There are recurring laments about the mentally ill being let loose to threaten the populace because the asylums are too full; about the sad loss of the death penalty as a deterrent to “wronguns”; about young women who, no longer protected by their families, place themselves at risk by venturing out alone and being attracted to the wrong kind of man; by the rise to normalcy of sexual assaults on children and the inappropriateness of empathy in magistrates which results in mercy taking precedence over justice.
At times, I felt as if I had wandered into an editorial from the Daily Mail.
“The Halloween Party” has what these days I’d think of as a post-episode-100 feel, when a TV series is stocked with characters we know so well that there is nothing new that they can do but we enjoy watching them do it anyway.
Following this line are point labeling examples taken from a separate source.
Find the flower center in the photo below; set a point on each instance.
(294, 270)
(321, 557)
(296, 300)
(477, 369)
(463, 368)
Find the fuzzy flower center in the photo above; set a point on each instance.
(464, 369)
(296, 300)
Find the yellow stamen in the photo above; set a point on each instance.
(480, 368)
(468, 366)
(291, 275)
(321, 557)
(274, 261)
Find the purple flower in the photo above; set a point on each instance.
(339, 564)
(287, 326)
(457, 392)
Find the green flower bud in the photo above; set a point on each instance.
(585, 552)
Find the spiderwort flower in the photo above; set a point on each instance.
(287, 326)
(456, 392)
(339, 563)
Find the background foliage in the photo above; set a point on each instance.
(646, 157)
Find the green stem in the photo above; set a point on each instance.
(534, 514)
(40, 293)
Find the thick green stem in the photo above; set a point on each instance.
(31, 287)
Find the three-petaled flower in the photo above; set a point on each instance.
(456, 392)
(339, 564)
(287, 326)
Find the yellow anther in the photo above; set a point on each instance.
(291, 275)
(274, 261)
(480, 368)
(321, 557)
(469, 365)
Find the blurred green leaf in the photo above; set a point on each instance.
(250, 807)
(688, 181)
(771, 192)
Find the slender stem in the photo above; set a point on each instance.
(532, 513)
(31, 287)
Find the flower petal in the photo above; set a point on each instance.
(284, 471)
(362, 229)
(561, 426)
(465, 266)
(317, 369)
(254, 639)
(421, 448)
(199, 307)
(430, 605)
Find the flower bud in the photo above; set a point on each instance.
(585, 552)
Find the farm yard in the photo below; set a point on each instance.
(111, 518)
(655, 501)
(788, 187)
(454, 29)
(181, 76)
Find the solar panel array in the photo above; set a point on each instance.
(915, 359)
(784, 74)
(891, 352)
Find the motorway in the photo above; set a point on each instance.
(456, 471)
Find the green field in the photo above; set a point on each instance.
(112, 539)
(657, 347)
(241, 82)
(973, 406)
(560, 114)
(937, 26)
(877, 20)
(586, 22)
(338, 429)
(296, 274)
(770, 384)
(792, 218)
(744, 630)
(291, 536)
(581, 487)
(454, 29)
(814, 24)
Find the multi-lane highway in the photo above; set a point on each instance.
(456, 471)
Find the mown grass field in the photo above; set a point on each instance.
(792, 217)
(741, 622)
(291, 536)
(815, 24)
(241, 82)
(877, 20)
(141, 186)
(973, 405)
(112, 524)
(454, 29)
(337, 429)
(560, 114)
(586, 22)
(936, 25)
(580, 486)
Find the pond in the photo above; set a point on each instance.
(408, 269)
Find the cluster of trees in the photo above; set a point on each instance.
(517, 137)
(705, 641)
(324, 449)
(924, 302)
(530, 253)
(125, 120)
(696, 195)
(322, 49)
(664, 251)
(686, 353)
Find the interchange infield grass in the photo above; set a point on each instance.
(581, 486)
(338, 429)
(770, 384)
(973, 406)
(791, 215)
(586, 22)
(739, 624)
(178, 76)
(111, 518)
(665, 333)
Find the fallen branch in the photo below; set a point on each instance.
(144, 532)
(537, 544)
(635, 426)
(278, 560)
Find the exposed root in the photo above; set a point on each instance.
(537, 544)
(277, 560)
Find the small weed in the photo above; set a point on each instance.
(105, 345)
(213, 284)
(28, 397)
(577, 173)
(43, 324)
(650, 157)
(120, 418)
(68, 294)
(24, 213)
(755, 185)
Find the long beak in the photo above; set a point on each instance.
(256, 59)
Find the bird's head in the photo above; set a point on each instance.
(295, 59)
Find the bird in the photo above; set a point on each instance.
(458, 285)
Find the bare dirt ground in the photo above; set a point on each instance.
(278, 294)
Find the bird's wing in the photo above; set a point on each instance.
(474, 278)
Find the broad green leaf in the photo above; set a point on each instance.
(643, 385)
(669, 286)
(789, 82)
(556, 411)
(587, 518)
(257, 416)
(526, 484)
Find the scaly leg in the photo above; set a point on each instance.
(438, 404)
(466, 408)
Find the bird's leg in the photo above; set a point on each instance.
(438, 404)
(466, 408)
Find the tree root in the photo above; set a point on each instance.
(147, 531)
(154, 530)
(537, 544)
The pace is leisurely. We gently trotted through the evidence gathering as Poirot interviewed the people who were at the Halloween Party in which a child was drowned in an apple-bobbing bucket. I was surprised at the way this death was treated – as if it were not so much a tragedy as a slightly embarrassing inconvenience. This turned out to be a plot device of sorts but it fitted into the emotional climate of the community so well that I didn’t realise that until later. As we reach the denouement we do have to canter a bit and there is some physical action, although it does not, of course, involve the elderly Belgian gentleman with the big moustaches and the too-tightly-fitting patent leather shoes.
Beneath the culture-shocked social commentary and the only slightly muted patronising of those who live in “the kind of new houses that ordinary people can afford” there is a quite respectable plot, involving forgery, deception, murder and a lethal form of narcissism that was quite chilling.
What stood out for me was how well some of the children were drawn although they seemed rather old-fashioned children for the times. It also seemed to me that all the energy of this book came from the women. The men were little more than plot devices but I was left seeing the women as powerhouses of energy looking for an outlet.
I rather liked Adriadne and I found Poirot’s small vanities combined with his controlled compassion rather endearing.
Hugh Fraser narrated the novel, with his, to my ear, perfect mimicry of David Suchet’s Poirot and gaveAdriadne a voice that invoked the ghost of a slightly higher pitched Margaret Rutherford.
This is a comfortable mystery, despite its grim content. I enjoyed it as much for its timely reminder of unrepentantly Tory views on English life and morals were (are?) like and for its insights into how the old can fail truly to see the world the young live in as for the mystery itself.